Noites suspensas sob os contornos noturnos de sua pele, calculada em chamas,
Extraida de um milhão de deuses e homens,
Adormecidos no tempo etéreo de nossa virgindade e prece.

És a falta que me comove e não encontro no poema.
Qual é o aroma que veste e desfolha o pálido caminho dos teus pés errantes?
Foi brasa, delícia, o beijo, Klimt.
Um instante e a sua voz inaugura tudo o que em mim é sagrado.

Os sinos daquela antiga igreja, carregada de memórias, não hesitam em tilintar seus gestos convalescentes aos que ainda crêem.
Tim- Tom- Tim- Tom.
Ouço murmúrios de um velho senhor rabugento: alto e encapotado (esperando a chuva que ele talvez tenha suposto, desde o início da manhã)
Uma velha me acena ao longe, mas, eu, com toda a minha perturbação, não sou capaz de atender seu pedido. Gostaria de beijar seus pés, minha senhora, e lhe pedir perdão, mas suas crenças se diferem das minhas! Ah, são tão embriagadas sobre coisas etéreas e mornas. Mundanas demais para o seu deus. (reflito pausadamente e recolho minhas palavras)

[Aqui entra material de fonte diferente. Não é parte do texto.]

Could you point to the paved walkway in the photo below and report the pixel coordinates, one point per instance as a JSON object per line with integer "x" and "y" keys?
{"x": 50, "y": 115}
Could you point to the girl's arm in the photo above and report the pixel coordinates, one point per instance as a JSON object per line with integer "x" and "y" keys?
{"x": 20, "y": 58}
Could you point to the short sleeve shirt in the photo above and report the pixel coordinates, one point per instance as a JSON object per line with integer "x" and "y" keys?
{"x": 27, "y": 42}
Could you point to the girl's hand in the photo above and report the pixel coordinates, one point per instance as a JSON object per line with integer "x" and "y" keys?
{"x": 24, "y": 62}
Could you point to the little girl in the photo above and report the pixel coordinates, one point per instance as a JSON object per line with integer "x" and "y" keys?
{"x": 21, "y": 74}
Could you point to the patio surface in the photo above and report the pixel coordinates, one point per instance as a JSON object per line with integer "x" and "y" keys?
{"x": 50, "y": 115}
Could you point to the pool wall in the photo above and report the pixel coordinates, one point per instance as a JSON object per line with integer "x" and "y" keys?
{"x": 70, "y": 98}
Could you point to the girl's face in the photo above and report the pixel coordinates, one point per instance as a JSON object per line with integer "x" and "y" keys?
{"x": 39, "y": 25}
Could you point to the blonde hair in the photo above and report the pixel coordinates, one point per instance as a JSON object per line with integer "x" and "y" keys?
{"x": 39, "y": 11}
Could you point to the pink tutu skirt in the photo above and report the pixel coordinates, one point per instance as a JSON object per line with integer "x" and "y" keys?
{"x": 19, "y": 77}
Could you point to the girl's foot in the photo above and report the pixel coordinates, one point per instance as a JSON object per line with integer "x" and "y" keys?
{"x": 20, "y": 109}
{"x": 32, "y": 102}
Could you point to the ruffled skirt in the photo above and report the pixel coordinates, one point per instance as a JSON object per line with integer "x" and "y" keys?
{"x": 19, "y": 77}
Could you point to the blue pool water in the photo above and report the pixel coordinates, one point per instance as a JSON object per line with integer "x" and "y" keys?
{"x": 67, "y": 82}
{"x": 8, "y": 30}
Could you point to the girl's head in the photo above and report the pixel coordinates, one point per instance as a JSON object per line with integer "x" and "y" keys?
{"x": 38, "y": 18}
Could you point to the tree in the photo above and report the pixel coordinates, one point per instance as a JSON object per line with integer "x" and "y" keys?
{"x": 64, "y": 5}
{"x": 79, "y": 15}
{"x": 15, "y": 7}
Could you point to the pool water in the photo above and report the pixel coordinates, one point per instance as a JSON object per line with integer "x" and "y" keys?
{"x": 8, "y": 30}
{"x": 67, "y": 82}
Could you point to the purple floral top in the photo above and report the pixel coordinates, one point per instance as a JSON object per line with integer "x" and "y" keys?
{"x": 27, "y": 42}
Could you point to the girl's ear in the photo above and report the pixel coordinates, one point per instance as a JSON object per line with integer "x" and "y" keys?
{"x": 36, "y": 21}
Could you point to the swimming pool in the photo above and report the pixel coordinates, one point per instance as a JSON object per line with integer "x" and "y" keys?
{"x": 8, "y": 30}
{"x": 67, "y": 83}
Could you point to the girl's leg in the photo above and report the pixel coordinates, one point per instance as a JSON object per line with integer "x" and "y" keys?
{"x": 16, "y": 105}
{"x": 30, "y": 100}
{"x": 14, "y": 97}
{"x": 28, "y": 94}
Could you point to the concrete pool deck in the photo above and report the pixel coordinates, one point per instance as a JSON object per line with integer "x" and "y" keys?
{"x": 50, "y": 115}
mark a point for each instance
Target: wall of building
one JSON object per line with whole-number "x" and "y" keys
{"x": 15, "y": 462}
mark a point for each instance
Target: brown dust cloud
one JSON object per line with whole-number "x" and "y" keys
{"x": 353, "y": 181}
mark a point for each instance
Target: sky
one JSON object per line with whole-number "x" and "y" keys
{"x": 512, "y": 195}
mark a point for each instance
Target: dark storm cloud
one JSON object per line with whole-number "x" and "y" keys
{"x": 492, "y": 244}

Volto cabisbaixa, leve, observando as sarjetas – há algo de absurdo em transeuntes que observam sarjetas ao invés de observarem olhares apáticos, perdidos em meio ao caos do trânsito que circundam e serpenteiam caminhos, ou até, quem sabe, observar uma gota de felicidade dentro dos olhos daquele menino esguio, implorando fome.
Ah, meus senhores! E serão os homens do certo e do direito? Financeiros ou promíscuos, em busca de um mísero orgasmo de vida para suportar a dor da existência medíocre em que vivem.
Onde estás poesia? Neste dia eu a encontrei, voltando para casa, no meio do caminho, ela pairava ali, no reflexo dos meus olhos, devorando Narciso de Caravaggio, dentro daquelas imundas sarjetas.

AMOR(to)

Amor, verás que o Amor morará debaixo de tuas saias quando de tua febril entranha palpitar teus pêlos banhados a línguas desconhecidas; verás o sabor do teu sexo chorar o líquido do fim após todos os sangues derramados. Saberás então que o Amor fere como o inferno e cava paraísos com o toque…
Ah! O Amor nasce nos momentos desconhecidos pelo pudor, fecunda no suor das mãos gotejantes, geme na escuridão. Teu Amor chegará por dentro, rasgando teus caminhos nunca atravessados, mascará tua meia-noite, devorará a carne que protege a tua alma.
O Amor lhe apresentará a solidão, os lençóis e a louça do jantar; o Amor cobrará o aluguel, a comida e a disciplina; ligará o controle, queimará no tédio, roerá as unhas. O Amor casará com a rotina, com os outros Amores e com a bebida.
O Amor, o ARmorto, o Amor, o AMORto, o Amor, o ARmorto, o Amor, o AMOR(to)!
O “Amor” finda na face todo ódio escondido pela monotonia de amar sem poesia.